Once you begin to use the thing, none of those adjustments will remain constant. That's where knowledge of how to make those adjustments comes in handy. If you have to take the car in for every little detail, you're going to get very frustrated with the thing, and the dealer is going to wish he'd never met you. Either that, or the car (guitar) is going to exhibit increasingly poor performance, and you're not gonna be happy. Dealer won't even know about it, but he and the manufacturer will both get bad-mouthed all over the place for something that isn't their fault.

It should be kept in mind, though, that not all adjustments are trivial. For example, front end alignment isn't something most people are prepared to do, even if they understand what's going on there. Takes some special tools and knowledge, and a bit of experience is handy. Just like fret dressing isn't a deep, dark secret. Just takes some special tools and a bit of experience. In both cases, you're better off taking your contraption to an experienced guy who's made the investment in time and tools to be able to do those kinds of jobs properly and correctly in a reasonable amount of time for a reasonable amount of money. Nothing saying you can't do it yourself or that you should, but neither of those jobs is something that would justify the tool expense for as often as those jobs need to be done, and the frequency those jobs need doing being low also means you aren't going to be properly experienced. Again, use the pro. But, other things, such as tire pressure, fluid levels, seat attitude, etc. are like tuning, intonation, string height, neck relief, etc., and should be well within the user's sphere of talents. If not, then you have reason to make fun of them <grin>
 
Jusatele said:
one more point CB, most guys do not have an ear trained to know their guitar is out of intonation

Well, I guess that sums it up.  Since folks dont know how they're sounding, because thay dont have trained ears, they cant tell their guitar is out of whack, so they dont need to be able to adjust it.  I guess then they have lots of time to jump on their Yamasaka and ride... oh wait, the mirrors need adjusting... better call the dealer and have them trailer it back to the shop.  Damn dealer... cant get it right the first time when they bought the bike.... with the money you pay, you'd expect perfect adjustment suited for the rider, as delivered.  Harumph.......

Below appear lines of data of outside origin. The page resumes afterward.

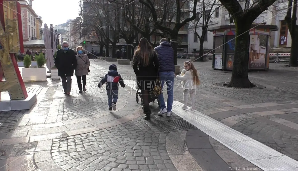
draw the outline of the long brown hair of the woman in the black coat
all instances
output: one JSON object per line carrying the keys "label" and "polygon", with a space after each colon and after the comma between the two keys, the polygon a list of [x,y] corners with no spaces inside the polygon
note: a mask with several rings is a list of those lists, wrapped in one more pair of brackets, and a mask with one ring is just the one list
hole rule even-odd
{"label": "long brown hair of the woman in the black coat", "polygon": [[148,66],[149,58],[152,55],[153,55],[152,46],[150,45],[150,43],[146,38],[141,38],[138,48],[136,49],[136,51],[134,51],[134,56],[138,58],[139,61],[142,60],[144,66]]}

Thanks for setting everyone straight Justatele!
 
Deride them all you want, but many people just don't expect to buy projects when buying $2,000 guitars, and they're not marketed that way.

I'm not even sure why you've got all the snarky attitude about them either. Did you ever consider some folks don't have the kind of free time to post on the internet all day long or do nut filing? Some people just like to play guitar. Nothing wrong with that.